Erik Meijaard is chair of the IUCN Palm and Biodiversity Task Force. Meijaard takes things further in this podcast than in the report; he states that while there are around 25 million ha of oil palms in the world, there are also 14 million ha of coconut palms, which have also displaced forests and had an impact on biodiversity.
The key issue, Meijaard says, is that “The orang utan has always put palm oil in a ‘special’ place.”
But he points out that oil palm plantations have significant potential for biodiversity conservation that is generally overlooked. Soybean and rapeseed are annual crops that must be cultivated every year, whereas oil palm trees remain standing for at least 25 years, which allows maintenance of biodiversity because the environment is relatively stable.
Although there is no doubt that initial clearing of land will take a significant toll on biodiversity in that immediate area, he says “You would actually be surprised at how much biodiversity comes back … We can actually maintain a decent level of biodiversity.”

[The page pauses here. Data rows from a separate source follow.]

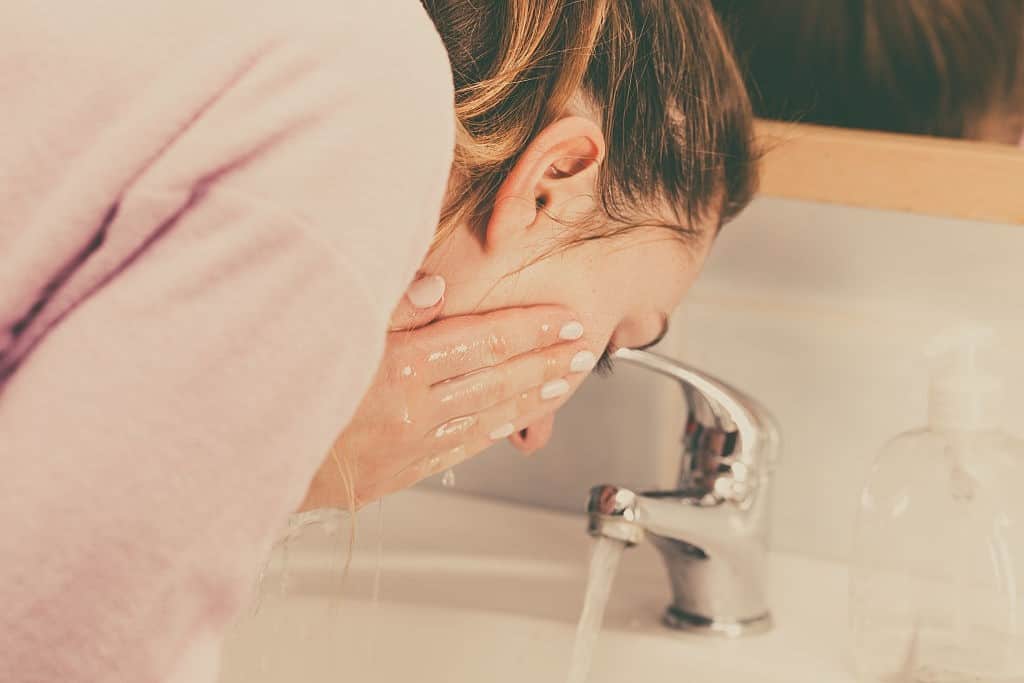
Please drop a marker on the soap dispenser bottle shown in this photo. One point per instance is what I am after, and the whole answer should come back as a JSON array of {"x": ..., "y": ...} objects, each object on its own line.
[{"x": 937, "y": 569}]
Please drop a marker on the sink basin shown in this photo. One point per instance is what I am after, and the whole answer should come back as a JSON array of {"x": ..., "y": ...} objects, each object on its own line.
[{"x": 473, "y": 591}]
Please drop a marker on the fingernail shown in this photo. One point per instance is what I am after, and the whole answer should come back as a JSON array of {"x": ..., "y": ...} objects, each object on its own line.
[
  {"x": 570, "y": 331},
  {"x": 583, "y": 361},
  {"x": 554, "y": 389},
  {"x": 426, "y": 292},
  {"x": 502, "y": 432}
]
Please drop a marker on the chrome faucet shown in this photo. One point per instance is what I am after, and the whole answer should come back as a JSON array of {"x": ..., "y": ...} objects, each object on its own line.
[{"x": 713, "y": 529}]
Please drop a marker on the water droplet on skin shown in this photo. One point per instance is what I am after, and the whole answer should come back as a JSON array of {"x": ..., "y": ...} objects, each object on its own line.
[
  {"x": 448, "y": 480},
  {"x": 455, "y": 426}
]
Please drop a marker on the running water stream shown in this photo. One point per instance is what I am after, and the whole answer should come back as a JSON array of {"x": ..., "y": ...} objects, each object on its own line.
[{"x": 603, "y": 563}]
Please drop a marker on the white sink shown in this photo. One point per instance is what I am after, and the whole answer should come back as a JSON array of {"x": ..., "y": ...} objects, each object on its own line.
[{"x": 475, "y": 591}]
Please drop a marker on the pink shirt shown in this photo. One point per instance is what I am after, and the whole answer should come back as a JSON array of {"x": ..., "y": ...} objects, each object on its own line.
[{"x": 207, "y": 212}]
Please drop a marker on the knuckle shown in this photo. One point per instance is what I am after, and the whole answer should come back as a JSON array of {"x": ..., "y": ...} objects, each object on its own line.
[{"x": 497, "y": 347}]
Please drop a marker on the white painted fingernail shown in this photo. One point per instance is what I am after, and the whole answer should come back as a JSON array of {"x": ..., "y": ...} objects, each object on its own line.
[
  {"x": 554, "y": 389},
  {"x": 502, "y": 432},
  {"x": 426, "y": 292},
  {"x": 583, "y": 361},
  {"x": 570, "y": 331}
]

He highlights several examples in Brazil and Gabon, but also some work being undertaken in Borneo, where the ‘special’ place of the orang utan is particularly acute.
“25 per cent of orang utans are in conservation areas,” he says, pointing out that outside of these areas is a matrix of forest, palm, pulp plantations. “But 75 per cent have to survive in this matrix … that’s where the big challenge is.”
He says that on one plantation, there are “150 orang utans within set asides within the plantation.” The common problem with plantation set asides is that they’re not actively managed, which requires resources to prevent hunting, snaring and fires.
This is particularly acute in Indonesia, where compliance and enforcement are low. This brings up larger questions. A country like Malaysia, which has higher levels of economic development and stronger enforcement, has fewer such problems with illegal activities. But for countries with enforcement problems and greater levels of poverty, setting aside land for conservation introduces new problems. Many local communities will assume that it is vacant.
In other words, this isn’t just about palm oil. It’s about national approaches to conservation and understanding the complexity of the situation – the precise opposite of Greenpeace’s ‘Rang-tan’ approach.
Deforestation in Brazil Makes the Press
Deforestation in Brazil is back in the world spotlight following a report that deforestation in the Brazilian Amazon has increased by around 50 per cent over the past 12 months, hitting 77,800 ha. In NGO terms, that’s an area three times the size of Kuala Lumpur.
Added to that, the Cerrado, an area of savannah to the east of the Amazon has come under greater pressure, losing 1.8 million ha of natural cover in a 2-year period from 2013-2015 according to official estimates.
In both cases the pressure has come from both soybean and beef. Three things should be noted.
- Soybeans are a much greater export commodity than beef for Brazil in dollar terms.
- Almost three quarters of those exports go to China. This trade is worth USD14 billion.
- There will be greater pressure on this trade given the souring trade relationship between China and the US.
In addition, the following needs to be considered:
- The exports of soybean meal (used for feed) to the EU from Brazil is worth around USD3 billion.
- This compares to exports of palm oil from Malaysia to the EU, which are worth around USD1.3 billion.
The upshot is this: If the EU wants to make its longer term plans for ‘imported deforestation’ more concrete, this needs to be taken into account.
Should oil palm producers be rejoicing? Will palm finally get the reprieve it deserves?
The problem, however, is political. Tightening soy meal imports will push up production costs for EU meat producers – and therefore consumers. EU meat producers can already claim that their product is ‘deforestation free’.
It’s therefore still more politically palatable for EU lawmakers and regulators to blame palm oil for global deforestation.